Jadi apa yang dipelopori oleh Dr. Wahidin Sudirohusodo, Dr. Soetomo, Dr. Tjipto Mangunkusumo, dan KI Hajar Dewantara membawa dampak positif dalam perjuangan pergerakan secara nasional, namun diboncengi beberapa organisasi oleh ideologi tersendiri.
Tanggal 8 Desember 1941, pecah Perang Pasifik sebagai rangkaian Perang Dunia II. Jerman, Italia, dan Jepang melancarkan aksi tempurnya yang mendunia. Jepang di Asia sedangkan dua sekutunya di Eropa. Hal tersebut membuat Pemerintah Hindia Belanda tidak ketinggalan bertekuk lutut kepada Pemerintah Jepang pada tanggal 9 Maret 1942. Gubernur Jenderal Carda, van Starkenborgh Stachouwerm dibawa Jepang ke Formosa. Tiga setengah tahun lamanya bangsa Indonesia ikut merasakan beratnya dijajah negara matahari terbit ini. Mereka memperkosa rakyat dengan kerja rodi. Tetapi hal ini tidak berlangsung lama.[7]
Dengan diserbunya Jepang oleh Rusia di Manchuria maka mulai
terasa kelemahan Jepang untuk mempertahankan daerah-daerah
jajahannya.
Jepang diserang dari utara (Rusia) dan dari selatan (Amerika Serikat) dan puncaknya adalah jatuhnya bom atom di kota Hiroshima (4 Agustus 1945) dan Nagasaki (9 Agustus 1945). Jadi tidak benar bila Marsekal (U) Jepang Terauchi di Dalat (300 km dari Saigon, Muangthai, berkeinginan memberikan Indonesia kemerdekaan. Mereka mutlak pasrah setelah mengalami musibah-musibah tersebut di atas. Begitu juga sikap Laksamana (L) Maeda di Jakarta, tampak kehilangan jiwa samurainya. Pada tanggal 14 Agustus 1945 Jepang resmi menyerah tanpa syarat kepada Sekutu.[8]
Sekelompok anak-anak muda, dalam keadaan kevakuman seperti ini bergelora ingin memproklamirkan kemerdekaan, tetapi mereka masih tetap ingin membutuhkan pemimpin sesepuh mereka Ir. Soekarno dan Drs. Moh. Hatta, atau bila tidak bersedia memproklamirkan kemerdekaan Indonesia, mereka mengancam akan membumihanguskan sisa-sisa Jepang yang sudah tidak berdaya di Jakarta. Mereka dengan semangat patriot yang menggebu memang berhasil melarikan Ir. Soekarno dan Drs. Moh. Hatta ke Rengasdengklok.[9]
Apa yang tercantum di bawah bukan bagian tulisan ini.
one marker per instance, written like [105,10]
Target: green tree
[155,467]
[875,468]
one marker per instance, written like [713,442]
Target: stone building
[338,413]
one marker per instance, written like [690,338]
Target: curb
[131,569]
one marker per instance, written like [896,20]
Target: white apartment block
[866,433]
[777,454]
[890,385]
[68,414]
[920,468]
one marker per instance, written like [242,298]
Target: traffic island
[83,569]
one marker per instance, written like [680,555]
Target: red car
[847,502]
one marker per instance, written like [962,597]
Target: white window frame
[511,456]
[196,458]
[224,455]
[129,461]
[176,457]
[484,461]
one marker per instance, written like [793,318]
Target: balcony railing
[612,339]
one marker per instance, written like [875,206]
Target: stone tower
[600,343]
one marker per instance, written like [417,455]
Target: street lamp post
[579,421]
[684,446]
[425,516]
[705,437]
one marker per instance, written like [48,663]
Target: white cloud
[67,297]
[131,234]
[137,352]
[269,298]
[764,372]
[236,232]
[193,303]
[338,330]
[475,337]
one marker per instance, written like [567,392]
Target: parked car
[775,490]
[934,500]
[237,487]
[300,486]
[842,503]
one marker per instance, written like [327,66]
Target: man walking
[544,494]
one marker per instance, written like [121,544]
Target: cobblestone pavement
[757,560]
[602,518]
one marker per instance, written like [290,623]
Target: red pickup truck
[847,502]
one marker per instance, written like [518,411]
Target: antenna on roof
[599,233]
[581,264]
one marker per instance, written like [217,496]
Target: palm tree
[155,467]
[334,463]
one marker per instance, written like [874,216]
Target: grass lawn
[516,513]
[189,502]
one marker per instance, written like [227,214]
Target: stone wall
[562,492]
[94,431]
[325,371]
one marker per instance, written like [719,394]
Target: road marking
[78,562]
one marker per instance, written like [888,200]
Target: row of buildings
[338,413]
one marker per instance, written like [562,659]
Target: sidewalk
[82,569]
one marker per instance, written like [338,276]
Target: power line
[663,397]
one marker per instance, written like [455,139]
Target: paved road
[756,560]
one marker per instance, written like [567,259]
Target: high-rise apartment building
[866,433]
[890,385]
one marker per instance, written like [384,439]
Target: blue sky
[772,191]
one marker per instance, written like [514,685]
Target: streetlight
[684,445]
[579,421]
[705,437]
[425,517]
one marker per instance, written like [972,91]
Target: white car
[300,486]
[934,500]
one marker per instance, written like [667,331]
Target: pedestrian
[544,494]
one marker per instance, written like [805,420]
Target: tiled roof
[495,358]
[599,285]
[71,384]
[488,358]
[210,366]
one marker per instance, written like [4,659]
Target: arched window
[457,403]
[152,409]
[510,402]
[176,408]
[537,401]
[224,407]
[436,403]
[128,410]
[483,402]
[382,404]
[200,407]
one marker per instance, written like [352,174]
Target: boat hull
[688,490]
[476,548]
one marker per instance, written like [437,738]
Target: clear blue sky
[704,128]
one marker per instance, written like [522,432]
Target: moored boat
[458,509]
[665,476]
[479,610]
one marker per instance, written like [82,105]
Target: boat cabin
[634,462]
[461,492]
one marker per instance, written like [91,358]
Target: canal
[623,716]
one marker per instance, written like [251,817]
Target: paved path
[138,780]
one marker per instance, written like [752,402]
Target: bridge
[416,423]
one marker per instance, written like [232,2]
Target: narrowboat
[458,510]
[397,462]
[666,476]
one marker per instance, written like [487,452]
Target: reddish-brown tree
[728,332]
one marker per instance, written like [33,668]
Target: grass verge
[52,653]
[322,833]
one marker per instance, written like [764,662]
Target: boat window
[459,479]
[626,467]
Akibat penculikan kedua tokoh tersebut, rapat Panitia Persiapan Kemerdekaan Indonesia (PPKI) yang sedianya akan dilangsungkan di Jalan Pejambon Jakarta batal, karena tidak dihadiri Ir. Soekarno dan Drs. Moh. Hatta. Begitu juga rapat yang direncanakan di Hotel Des Indres pada malam harinya.
Andaikata rapat di Jalan Pejambon ataupun di Hotel Des Indres jadi terlaksana, maka barangkali di kedua tempat tersebutlah proklamasi kemerdekaan dikumandangkan, dan waktunya pun tercatat 16 Agustus 1945 hari Kamis (baik siang maupun malam). Hanya Allah yang Maha Bijaksana menjatuhkan hari keramat itu pada hari yang dikehendaki-Nya.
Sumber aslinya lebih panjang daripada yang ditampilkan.